Time, Aug. 3 The cover story delves into Bush and Cheney’s final days in the White House, when the vice president’s unyielding campaign to secure a presidential pardon for former aide Scooter Libby “became nearly as big an issue as the pardon itself.” Cheney’s persistence was a measure of his understanding of the Bush legacy, which rests on his belief “that the Commander in Chief and his lieutenants had almost limitless power in the war on terrorism and deserved a measure of immunity for taking part in that fight.” A review calls Richard Holmes’Age of Wonder“the most flat-out fascinating book so far this year.” The history of science during the Romantic Age explores discoveries made at a time when poetry and science “were seen as complementary ways of piercing the veil of everyday phenomena.” Even to amateurs, “[s]cience was like punk rock: if you had a basement, some free time and some hubris, you could do it.”

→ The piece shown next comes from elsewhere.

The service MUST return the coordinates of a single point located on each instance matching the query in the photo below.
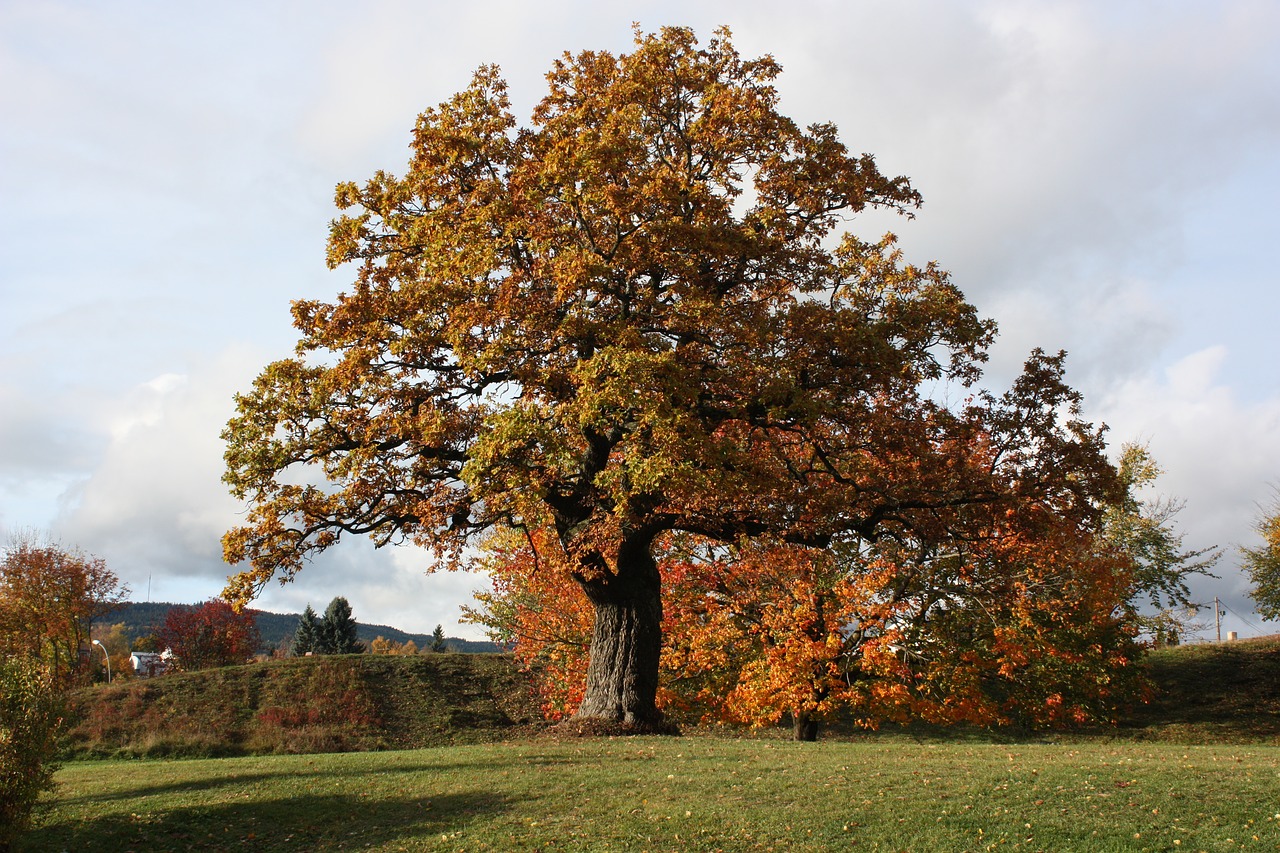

Economist, July 25 The cover story pinpoints the failures of “[t]he old pattern of Arab government—corrupt, opaque and authoritarian.” After failing “to make their people free,” “to make their people rich,” and “to keep their people safe,” Arab governments will soon be held accountable to the demands wrought by social change, the article argues. “[M]ore people, especially women, are becoming educated, and businessmen want a bigger say in economies dominated by the state. Above all, a revolution in satellite television has broken the spell of the state-run media and created a public that wants the rulers to explain and justify themselves as never before.” A piece memorializes Natalia Estemirova, an activist recently kidnapped and killed in Chechnya. “Much of what the world knew about Chechnya came from her and her colleagues at Memorial, a heroic group which started by documenting Stalinist crimes but continued to trace their modern-day consequences, especially in the Caucasus.”

Must Read
Upon first reading about the kidney donors featured in this week’s New Yorker, you might think they’re either crazy or saintly. But the article raises some thought-provoking questions about human nature and the bounds of both generosity and credulity.

Must Skip
Ben Stein’s Diary” in the American Spectator chronicles his trip through Virginia to deliver the commencement address at Liberty University, the highlights of which were the “pleasant, friendly people” at the Super Target and the “super pleasant” people at his dinner with university chancellor Jerry Falwell—none of which seemed super interesting.

Best Politics Piece
The New York Times Magazine profile of Valerie Jarrett tries to pin down the source of the president’s ineffable trust in her but also does a fair job balancing its portrayal with criticisms of Jarrett’s role on the campaign trail and in the White House.

Best Culture Piece
National Geographic
’s piece on Venice describes the city in loving detail from the perspective of locals without leaning on easy clichés.

Best Art
The despondent drawings illustrating the Harper’s piece on the auto industry add as much, if not more, to its ominous tone as the narrative about the challenges facing Toyota’s Kentucky plant. The photo portfolio of noir-ish “scenes from the abandoned city” following the article is a hauntingly appropriate companion.